By BILLY DENNIS
Seven Eastfield students are part of a select DCCCD team that will take the ride of a lifetime this summer in the NASA 2014 Reduced Gravity Education Flight Program.
The students will conduct a complex scientific experiment in a microgravity environment during the week-long program from July 11 to July 19 at the Lyndon B. Johnson Space Center in Houston.
The team, officially named the El Harve-Stars, will include seven students from Eastfield and one from El Centro. Eastfield’s Eduardo Aguirre, an electrical engineering major, will lead the team. The remaining members are Salvador de Leon, Clara Oliva, Samuel Rodriguez, Stephen Todd Stovall, Jasmine Chavez, Valeria Lujan and Eric Edwards.
This is the first time DCCCD students have had the opportunity to participate in such a high-profile experiment.
“Being on the team means going above and beyond what is normally expected at DCCCD,” Aguirre said. “The challenge given is unlike anything else given in the classroom. NASA flight teams normally consist of university upperclassmen, but we are a community college team, so we have to be willing to do that level of work.”
The experiment will be conducted aboard the famous “Vomit Comet,” a modified Boeing 727-200, which reaches a high altitude before nose-diving back to earth, creating a weightless environment. The team will conduct their experiment in these extreme conditions.
The team will attempt to crystallize sodium acetate in super-saturated sodium. This experiment has never been performed by anyone in a microgravity environment. Usually the growth of crystals takes weeks, but the El Harve-Stars have discovered a way to achieve this in seconds. This growth is due to the introduction of a seed crystal into the super-saturated solution.

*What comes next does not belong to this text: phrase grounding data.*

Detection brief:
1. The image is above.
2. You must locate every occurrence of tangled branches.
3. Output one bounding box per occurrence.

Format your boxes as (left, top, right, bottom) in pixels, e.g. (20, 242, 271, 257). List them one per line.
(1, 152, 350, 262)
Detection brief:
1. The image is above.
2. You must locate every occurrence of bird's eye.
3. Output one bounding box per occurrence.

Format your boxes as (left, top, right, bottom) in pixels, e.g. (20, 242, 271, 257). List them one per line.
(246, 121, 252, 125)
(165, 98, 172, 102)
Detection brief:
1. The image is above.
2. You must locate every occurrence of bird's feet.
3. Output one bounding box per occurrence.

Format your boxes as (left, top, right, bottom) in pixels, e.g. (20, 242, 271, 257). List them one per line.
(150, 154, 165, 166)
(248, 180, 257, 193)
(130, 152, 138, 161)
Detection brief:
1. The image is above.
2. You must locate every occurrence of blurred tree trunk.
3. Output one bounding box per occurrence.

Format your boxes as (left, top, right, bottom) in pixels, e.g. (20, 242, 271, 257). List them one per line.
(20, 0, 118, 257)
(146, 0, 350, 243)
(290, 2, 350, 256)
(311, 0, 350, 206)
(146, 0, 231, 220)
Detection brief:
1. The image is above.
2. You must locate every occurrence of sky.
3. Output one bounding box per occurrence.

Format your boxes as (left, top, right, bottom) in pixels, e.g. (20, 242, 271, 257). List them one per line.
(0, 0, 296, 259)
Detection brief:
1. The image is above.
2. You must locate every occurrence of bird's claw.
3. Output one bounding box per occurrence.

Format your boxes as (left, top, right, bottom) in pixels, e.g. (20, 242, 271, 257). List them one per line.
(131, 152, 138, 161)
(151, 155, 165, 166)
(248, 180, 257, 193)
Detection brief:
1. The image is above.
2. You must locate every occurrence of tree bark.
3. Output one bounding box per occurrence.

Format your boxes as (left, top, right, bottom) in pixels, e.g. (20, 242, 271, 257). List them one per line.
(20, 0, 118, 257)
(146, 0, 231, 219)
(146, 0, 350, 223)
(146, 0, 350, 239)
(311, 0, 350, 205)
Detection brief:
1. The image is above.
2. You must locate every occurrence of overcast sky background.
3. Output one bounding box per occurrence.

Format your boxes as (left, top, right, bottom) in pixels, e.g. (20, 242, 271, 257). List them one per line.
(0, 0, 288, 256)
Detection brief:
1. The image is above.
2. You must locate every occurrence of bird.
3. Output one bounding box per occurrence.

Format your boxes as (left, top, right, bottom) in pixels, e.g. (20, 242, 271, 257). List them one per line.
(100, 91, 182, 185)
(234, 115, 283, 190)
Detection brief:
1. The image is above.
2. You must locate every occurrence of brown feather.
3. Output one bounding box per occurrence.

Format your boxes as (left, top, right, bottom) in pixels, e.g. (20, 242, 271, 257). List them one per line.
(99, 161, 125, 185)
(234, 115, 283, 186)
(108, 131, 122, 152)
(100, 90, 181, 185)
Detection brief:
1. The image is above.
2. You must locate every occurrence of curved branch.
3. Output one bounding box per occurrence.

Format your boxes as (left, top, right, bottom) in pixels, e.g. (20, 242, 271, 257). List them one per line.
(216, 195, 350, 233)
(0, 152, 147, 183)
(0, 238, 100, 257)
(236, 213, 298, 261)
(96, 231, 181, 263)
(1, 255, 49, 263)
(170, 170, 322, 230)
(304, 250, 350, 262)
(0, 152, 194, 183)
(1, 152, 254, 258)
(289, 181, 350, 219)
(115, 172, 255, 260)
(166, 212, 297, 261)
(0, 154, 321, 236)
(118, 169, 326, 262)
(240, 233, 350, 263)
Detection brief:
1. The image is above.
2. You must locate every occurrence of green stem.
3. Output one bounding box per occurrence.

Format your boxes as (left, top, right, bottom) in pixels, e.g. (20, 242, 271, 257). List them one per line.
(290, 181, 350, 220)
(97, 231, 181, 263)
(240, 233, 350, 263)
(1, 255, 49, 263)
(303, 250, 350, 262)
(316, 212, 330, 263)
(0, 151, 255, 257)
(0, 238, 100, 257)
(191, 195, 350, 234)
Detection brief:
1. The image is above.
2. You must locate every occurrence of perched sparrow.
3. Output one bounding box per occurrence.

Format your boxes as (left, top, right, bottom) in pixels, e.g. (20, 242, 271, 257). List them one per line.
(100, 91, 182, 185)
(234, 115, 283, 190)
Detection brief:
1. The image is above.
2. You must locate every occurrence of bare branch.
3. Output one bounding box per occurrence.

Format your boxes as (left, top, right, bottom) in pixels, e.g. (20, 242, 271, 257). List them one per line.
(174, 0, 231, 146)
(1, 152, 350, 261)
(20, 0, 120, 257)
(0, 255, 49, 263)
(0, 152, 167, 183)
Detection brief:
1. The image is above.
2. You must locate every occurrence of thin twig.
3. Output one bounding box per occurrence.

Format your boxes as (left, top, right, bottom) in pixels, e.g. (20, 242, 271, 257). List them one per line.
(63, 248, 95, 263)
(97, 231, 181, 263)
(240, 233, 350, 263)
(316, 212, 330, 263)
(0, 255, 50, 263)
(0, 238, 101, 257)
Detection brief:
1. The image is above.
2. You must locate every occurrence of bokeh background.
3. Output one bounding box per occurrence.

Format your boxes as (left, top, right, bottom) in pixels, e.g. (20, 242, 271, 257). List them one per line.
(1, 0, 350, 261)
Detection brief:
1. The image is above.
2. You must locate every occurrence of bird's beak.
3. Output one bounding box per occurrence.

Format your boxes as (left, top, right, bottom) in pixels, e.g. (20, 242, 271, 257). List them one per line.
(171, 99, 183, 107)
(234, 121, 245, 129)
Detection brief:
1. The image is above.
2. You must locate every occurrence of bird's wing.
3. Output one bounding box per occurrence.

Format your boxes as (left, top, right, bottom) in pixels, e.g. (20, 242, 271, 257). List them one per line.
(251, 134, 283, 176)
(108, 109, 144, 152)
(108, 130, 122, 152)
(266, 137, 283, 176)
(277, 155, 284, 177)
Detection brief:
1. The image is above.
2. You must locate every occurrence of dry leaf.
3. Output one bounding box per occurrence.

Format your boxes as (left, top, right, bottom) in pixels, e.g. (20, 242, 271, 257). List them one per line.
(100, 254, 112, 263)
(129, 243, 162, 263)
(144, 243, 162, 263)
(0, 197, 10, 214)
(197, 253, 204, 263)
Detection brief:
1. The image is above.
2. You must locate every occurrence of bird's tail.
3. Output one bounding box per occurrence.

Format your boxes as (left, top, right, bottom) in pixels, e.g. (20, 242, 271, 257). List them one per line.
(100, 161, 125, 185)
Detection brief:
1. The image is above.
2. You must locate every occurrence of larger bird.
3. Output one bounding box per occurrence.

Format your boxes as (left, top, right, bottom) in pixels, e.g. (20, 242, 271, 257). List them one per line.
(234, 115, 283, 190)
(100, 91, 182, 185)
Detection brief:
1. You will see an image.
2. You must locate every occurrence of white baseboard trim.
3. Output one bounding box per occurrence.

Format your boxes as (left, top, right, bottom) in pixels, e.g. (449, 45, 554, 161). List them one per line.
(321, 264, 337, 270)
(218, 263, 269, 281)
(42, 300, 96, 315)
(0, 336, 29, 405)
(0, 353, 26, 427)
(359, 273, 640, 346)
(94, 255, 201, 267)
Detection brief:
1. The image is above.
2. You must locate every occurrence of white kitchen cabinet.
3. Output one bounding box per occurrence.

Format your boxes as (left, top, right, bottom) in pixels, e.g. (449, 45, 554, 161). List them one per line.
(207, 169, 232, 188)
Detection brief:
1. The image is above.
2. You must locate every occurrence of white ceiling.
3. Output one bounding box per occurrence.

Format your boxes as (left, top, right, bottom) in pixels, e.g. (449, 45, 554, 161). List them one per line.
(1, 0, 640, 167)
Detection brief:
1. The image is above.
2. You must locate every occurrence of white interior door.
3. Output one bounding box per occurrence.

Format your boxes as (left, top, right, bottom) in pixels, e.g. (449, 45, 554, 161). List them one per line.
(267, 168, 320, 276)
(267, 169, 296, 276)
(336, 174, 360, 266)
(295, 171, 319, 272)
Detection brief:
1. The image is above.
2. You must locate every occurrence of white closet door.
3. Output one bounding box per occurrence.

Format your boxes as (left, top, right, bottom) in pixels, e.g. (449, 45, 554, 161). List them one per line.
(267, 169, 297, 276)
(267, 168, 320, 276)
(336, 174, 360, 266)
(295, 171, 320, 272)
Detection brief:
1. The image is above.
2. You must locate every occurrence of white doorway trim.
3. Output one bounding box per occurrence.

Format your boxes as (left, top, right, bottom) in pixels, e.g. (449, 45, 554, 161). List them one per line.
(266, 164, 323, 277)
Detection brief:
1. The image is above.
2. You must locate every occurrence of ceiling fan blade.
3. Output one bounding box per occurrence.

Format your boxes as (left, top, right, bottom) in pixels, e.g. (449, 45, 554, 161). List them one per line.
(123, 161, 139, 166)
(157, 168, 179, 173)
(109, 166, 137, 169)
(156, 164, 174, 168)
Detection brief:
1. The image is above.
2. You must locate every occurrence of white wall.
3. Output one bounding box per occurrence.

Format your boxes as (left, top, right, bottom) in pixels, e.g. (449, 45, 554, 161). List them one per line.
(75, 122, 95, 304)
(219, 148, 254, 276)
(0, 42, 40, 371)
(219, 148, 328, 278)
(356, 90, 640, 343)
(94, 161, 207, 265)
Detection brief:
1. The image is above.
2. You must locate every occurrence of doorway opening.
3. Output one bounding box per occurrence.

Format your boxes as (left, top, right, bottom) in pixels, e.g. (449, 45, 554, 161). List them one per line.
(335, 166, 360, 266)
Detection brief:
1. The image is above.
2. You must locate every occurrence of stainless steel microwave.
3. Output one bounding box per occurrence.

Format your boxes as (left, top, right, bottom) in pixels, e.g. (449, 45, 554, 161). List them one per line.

The objective of the experiment is to discover how the rapid crystallization of these compounds will react when grown in microgravity.
The results will be compared to the results of the same experiment conducted on the ground. With their hypothesis, the students expect to see a higher quality crystal with no deformations caused by gravity.
Dr. Kelly Soich, director of programs and chief payload specialist at Waypoint 2 Space, is the team’s mentor. He works for a research education site at the Lyndon B. Johnson Space Center and volunteered to work with students interested in microgravity.
“My role as mentor is to basically help them get the engineering documents prepared for the flight, and be a sounding board for them when it comes to integration and hopefully getting their experiment to be successful,” Soich said.
While this may be just a college scientific experiment, there are many who feel the experiment could produce results applicable to the real world.
“From a practical application, there’s always the ability of having some grow in microgravity,” Soich said. “I think there’s always practical applications if somebody can find a use for it.”
Aguirre said dedication is required for students pursuing degrees in a STEM-related field.
“Being on the team means staying on track with the project even while holding down classes and jobs,” he said. “It means skipping parties and telling friends you cannot go to the movies with them. It means attending Friday and weekend meetings, and never complaining about it. Basically, it means sacrifice.”
As with many scientific experiments, the team was thrown a curveball when it learned the experiment had to be conducted using “double containment,” a precautionary measure NASA put in place due to the extreme environment in which the team will be working.
This means the jar in which the experiment will be conducted must be placed inside another layer of containment, a box specially designed by NASA. The question became how to insert the seed crystal into the sealed solution without opening the jar. Undaunted, the team sprang into action with a utilitarian solution.
“Using magnets, we are able to hold and release the seed crystals on command,” Aguirre said. “I think we came up with a pretty good answer. In problems where every little additional item carries enormous costs, the best solution is often the simplest.”